(ANSA/GIUSEPPE LAMI)
Con 368 sì e 105 voti contrati il governo di scopo affidato dal presidente della Repubblica a Paolo Gentiloni, già ministro degli Esteri con Matteo Renzi, ha incassato la fiducia della Camera. Ricordiamo che sono 12 i ministri confermati e 6 i nuovi nomi, Sei in tutto le donne ministre.
Domani la sfida è con il Senato dove la prima chiama è in programma per le ore 15. Molto probabilmente anche a Palazzo Madama il nuovo governo otterrà un superamento della fiducia, ma il problema si situa già per i prossimi mesi quando ad ogni legge e riforma proposta il voto di fiducia rischia di avere numeri molto “ballerini”. Senza i 18 dei Verdiniani e di Scelta Civica, la quota di 161 voti necessari per la maggioranza potrebbe non essere raggiunta. Secondo indiscrezioni e voci nei palazzi dello Stato, dovrebbero essere 15 delle Autonomie, 9 tra gruppo misto e Gal e 4 senatori a vita a far garantire la fiducia al governo Gentiloni. Il problema è che in questo modo si arriva fino a 169, non esattamente una misura larga e sicura per incappare in crolli e sfiducia improvvise. Domani quindi il momento della verità per capire chi eventualmente voterà a favore di Gentiloni, rispetto al precedente Governo Renzi. Il premier nel suo discorso in Aula a Montecitorio ha definito il prorio un governo “di responsabilità” che durerà “fin quando avrà la fiducia del Parlamento”. Gentiloni “rivendica” come un punto di forza quello che altri considerano “un limite”: la continuità con il governo Renzi e il “grande lavoro fatto”. Su due temi proverà a fare di più: il sostegno alla classe media disagiata e il Sud. Ma in Aula va in scena l’Aventino del M5s, della Lega e di Ala: uno spicchio di emiciclo è vuoto. E il premier a loro si rivolge sul finale: “La politica è confronto, non odio o post verità. Chi rappresenta i cittadini non deve diffondere paure”.

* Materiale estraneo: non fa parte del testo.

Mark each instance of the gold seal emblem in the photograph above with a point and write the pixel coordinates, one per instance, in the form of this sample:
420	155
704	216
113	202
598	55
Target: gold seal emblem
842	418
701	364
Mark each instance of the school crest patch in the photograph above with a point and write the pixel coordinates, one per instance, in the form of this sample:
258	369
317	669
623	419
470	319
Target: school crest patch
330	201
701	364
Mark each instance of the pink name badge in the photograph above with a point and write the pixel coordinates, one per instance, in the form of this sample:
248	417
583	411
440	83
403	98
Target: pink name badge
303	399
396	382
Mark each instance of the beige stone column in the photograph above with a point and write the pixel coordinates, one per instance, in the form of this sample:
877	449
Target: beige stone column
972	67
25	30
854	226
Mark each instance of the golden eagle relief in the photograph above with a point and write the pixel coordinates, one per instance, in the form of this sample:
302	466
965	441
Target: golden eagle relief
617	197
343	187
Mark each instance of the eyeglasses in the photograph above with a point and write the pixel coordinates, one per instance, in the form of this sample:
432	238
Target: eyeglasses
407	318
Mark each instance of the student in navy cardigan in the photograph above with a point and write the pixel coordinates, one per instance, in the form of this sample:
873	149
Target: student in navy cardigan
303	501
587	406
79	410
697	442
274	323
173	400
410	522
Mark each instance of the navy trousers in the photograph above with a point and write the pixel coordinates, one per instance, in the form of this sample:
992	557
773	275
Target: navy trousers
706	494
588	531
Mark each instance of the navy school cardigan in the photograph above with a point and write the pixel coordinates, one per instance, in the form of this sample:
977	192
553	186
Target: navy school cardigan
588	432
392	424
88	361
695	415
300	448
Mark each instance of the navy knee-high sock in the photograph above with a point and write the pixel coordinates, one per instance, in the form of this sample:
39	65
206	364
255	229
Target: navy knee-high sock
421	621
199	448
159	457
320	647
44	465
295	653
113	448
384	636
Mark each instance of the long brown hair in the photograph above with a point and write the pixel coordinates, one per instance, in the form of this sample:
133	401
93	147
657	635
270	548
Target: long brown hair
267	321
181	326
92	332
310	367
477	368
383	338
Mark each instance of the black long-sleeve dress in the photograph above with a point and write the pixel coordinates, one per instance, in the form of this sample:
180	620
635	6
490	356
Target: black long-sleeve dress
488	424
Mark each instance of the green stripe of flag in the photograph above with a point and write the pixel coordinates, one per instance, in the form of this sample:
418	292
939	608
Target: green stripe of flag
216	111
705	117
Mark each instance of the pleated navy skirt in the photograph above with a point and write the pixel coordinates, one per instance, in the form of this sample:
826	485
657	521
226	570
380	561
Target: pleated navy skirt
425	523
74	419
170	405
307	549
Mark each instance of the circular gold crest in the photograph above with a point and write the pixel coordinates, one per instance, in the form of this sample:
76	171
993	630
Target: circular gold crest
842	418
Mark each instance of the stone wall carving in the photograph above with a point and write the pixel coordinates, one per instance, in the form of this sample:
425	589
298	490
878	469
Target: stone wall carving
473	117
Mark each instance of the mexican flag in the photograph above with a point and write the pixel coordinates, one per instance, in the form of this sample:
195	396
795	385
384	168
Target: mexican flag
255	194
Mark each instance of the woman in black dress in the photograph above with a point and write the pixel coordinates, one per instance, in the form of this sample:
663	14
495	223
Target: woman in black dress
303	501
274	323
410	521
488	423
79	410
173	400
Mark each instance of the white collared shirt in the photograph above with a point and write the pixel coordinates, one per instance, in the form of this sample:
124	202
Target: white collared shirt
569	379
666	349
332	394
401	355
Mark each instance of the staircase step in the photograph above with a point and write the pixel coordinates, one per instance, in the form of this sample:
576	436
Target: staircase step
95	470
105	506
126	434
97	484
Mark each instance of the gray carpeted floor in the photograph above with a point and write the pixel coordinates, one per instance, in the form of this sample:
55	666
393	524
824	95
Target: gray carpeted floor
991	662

Un punto sul quale ritorna anche nella sua replica. “Bisogna farla finita – ha detto Gentiloni – con l’apparentemente inarrestabile escalation di violenza verbale nel nostro dibattito politico. Il Parlamento non è un social network. Contribuiamo a rasserenare il clima nelle famiglie del nostro Paese”. E ancora: “Se c’è stata una cosa davvero bella di questi mesi di campagna referendaria, che a me non sono piaciuti moltissimo, è stata una discussione pubblica sulla Costituzione. Ora non si può fare che la discussione svanisca nel nulla e la costituzione venga dimenticata. Abbiamo i super paladini della centralità del Parlamento che nel momento più importante della vita parlamentare non ci sono. Vi sembra logico: ‘vogliamo talmente bene al Parlamento che non ci andiamo’”.
Il premier ha indicato, poi, nel suo discorso come “priorità delle priorità: lavoro, lavoro e lavoro“. Nel momento in cui l’economia mostra alcuni segni di ripresa – ha detto – certo tutti sappiamo che sono segni iniziali ma vanno incoraggiati. I segnali di ripresa del mercato dei consumi mettono il lavoro al centro”. E’ l’impegno di Paolo Gentiloni sulle priorità del nuovo governo, in replica alla Camera per il voto di fiducia.
Oltre all’agenda del governo – ha detto ancora Gentiloni – “prenderà corpo tra le forze parlamentari un confronto sulla legge elettorale per la necessaria armonizzazione delle norme tra Camera e Senato, confronto nel quale il governo non sarà attore protagonista, spetta a voi la responsabilità di promuovere e provare a cercare intese efficaci. Certo non staremo alla finestra cercheremo di facilitare e sollecitare”, l’accordo.
“Spetta a me indicare le priorità del governo. La prima è senz’altro l’intervento nelle zone colpite dal terremoto“, dice il premier. “Abbiamo avuto – sottolinea – una risposta straordinaria ma siamo ancora in emergenza e dalla qualità della ricostruzione dipende la qualità del futuro di una parte rilevante del territorio dell’Italia centrale e da questi passi che faremo dipende anche la forza che avremo nel programma a lungo termine su Casa Italia, che interviene sugli elementi più profondi dei danni che vengono provocati dagli eventi sismici nel Paese”.